Arguments consistently use the following prefix naming conventions:

  • source_ for data sources
  • destination_ for data destinations
  • target_ for functions operating on a resource, but for which destination_ is not applicable as no data is added to the target table (e.g. DELETE.DATA).

Arguments

Function arguments are implemented in different ways, depending on whether they are required or optional.

Required Arguments

Required arguments are named, separate typed variables. In the following function the query_statement, export_format and export_uri are all required in STRING format:

CALL EXPORT.DATA(
        query_statement STRING, 
        export_format STRING, 
        export_uri STRING,
        optional_arguments JSON
        );

Optional Arguments

Optional arguments are implemented as JSON variables, from which the argument values are parsed. This has a number of benefits:

  • It allows a single function to be used for every possible logical variant
  • It clearly communicates which arguments are required
  • It allows forward-portability in case additional variables are added in the future
  • It enables pre-validation as improperly formatted JSON will error prior to function execution
  • It allows us to pass arbitrary additional variables to the function to vary function behaviour (e.g. test mode described below)

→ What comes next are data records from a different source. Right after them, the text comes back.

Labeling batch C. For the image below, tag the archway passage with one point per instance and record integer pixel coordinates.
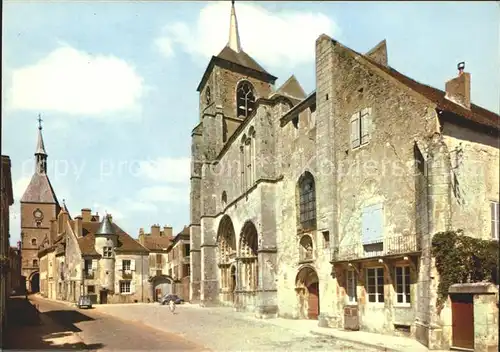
(226, 247)
(307, 286)
(35, 282)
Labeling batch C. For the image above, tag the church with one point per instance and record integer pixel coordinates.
(323, 205)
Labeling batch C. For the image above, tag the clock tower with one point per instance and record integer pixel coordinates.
(39, 206)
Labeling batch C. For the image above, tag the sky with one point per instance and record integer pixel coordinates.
(115, 83)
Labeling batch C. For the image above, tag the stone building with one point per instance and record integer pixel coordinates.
(39, 205)
(6, 201)
(89, 256)
(323, 206)
(158, 242)
(178, 264)
(168, 261)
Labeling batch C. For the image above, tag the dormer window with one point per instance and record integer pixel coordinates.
(245, 99)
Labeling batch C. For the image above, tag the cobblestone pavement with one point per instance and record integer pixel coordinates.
(102, 332)
(223, 329)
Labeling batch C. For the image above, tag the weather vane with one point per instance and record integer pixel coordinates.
(40, 121)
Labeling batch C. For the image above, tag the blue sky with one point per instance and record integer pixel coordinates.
(116, 82)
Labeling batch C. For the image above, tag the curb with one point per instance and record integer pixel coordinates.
(355, 342)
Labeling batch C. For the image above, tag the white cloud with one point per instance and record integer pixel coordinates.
(164, 194)
(74, 82)
(176, 170)
(275, 39)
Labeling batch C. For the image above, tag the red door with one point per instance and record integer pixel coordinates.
(313, 301)
(462, 310)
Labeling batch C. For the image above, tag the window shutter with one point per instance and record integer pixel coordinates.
(366, 125)
(355, 130)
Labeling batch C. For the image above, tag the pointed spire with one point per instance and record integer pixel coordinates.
(234, 36)
(40, 147)
(106, 227)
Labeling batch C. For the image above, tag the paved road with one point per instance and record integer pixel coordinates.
(223, 329)
(104, 332)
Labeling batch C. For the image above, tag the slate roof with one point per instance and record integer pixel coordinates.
(476, 113)
(39, 190)
(125, 242)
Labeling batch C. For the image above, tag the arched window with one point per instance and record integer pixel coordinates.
(245, 99)
(307, 201)
(224, 199)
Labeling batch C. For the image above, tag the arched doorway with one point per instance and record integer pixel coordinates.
(226, 257)
(307, 287)
(35, 282)
(161, 285)
(249, 265)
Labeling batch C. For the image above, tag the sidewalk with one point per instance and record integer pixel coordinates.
(30, 329)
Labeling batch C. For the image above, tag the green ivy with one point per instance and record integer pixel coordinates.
(462, 259)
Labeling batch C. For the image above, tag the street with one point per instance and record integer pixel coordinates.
(66, 327)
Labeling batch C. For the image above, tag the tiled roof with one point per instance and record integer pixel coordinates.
(125, 242)
(156, 243)
(241, 58)
(476, 113)
(40, 190)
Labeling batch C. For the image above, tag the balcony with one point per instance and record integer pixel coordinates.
(388, 246)
(88, 275)
(126, 274)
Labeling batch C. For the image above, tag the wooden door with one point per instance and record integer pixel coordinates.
(313, 301)
(103, 297)
(462, 310)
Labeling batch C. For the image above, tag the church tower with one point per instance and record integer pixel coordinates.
(39, 206)
(228, 90)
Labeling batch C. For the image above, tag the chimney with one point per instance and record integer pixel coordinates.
(86, 214)
(167, 231)
(458, 88)
(78, 226)
(155, 230)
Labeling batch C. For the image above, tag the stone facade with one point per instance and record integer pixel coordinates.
(93, 257)
(5, 255)
(324, 205)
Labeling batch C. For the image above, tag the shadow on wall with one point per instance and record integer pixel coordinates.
(29, 329)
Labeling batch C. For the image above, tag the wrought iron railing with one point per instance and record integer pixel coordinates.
(392, 245)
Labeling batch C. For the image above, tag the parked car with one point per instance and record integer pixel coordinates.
(84, 301)
(169, 297)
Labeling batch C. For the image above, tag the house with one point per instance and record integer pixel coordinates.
(324, 205)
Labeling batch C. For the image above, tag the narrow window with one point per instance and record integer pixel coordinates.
(107, 252)
(403, 285)
(375, 285)
(495, 215)
(351, 286)
(245, 99)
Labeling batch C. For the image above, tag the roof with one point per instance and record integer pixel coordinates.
(106, 228)
(39, 190)
(476, 113)
(155, 243)
(125, 242)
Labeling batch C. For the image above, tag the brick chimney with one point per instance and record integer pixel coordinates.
(155, 230)
(86, 214)
(167, 231)
(78, 226)
(458, 88)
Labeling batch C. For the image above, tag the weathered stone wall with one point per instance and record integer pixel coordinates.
(474, 161)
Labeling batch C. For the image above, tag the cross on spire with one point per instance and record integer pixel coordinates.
(40, 121)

If no optional arguments are needed, then an empty JSON string should be passed, i.e. TO_JSON("").

Test Mode

Running any query in test mode will return but not execute the query, which is useful for development and testing. This is accessed by setting the boolean argument test_mode to the value true (i.e. "test_mode":true in the root of the optional_arguments JSON)and including it in the optional_arguments JSON. This will SELECT the compiled SQL for inspection. In all other cases (i.e. test_mode does not exist or is not true) then the query will execute using the EXECUTE IMMEDIATE statement.

JSON Merging

Since the optional arguments are passed as JSON it is useful to be able to combine JSON variables in a simple and readable manner. The JSON function JSON.MERGE_VARIABLES() function performs this action, and returns a JSON variable which is the combination of the input variables, merged at the root. The syntax to call this function on one example input JSON variable static_arguments and two different dynamic_arguments dynamic_argument1and dynamic_argument2, which are dynamically computed and converted to JSON as part of the script, would therefore be:

SET optional_arguments = JSON.MERGE_VARIABLES('static_arguments', ['dynamic_argument1', 'dynamic_argument2'])

Note that this can take an arbitrary array of JSON variables, which will be merged in order of declaration.

Query Execution Location

Also note that you may have to manually set the query location in the BigQuery console (More -> Query Settings -> Advanced Options -> UNCHECK: Automatic Location Selection -> SELECT: Location type -> SELECT: Region or Multi-region). This needs to match the location of your data.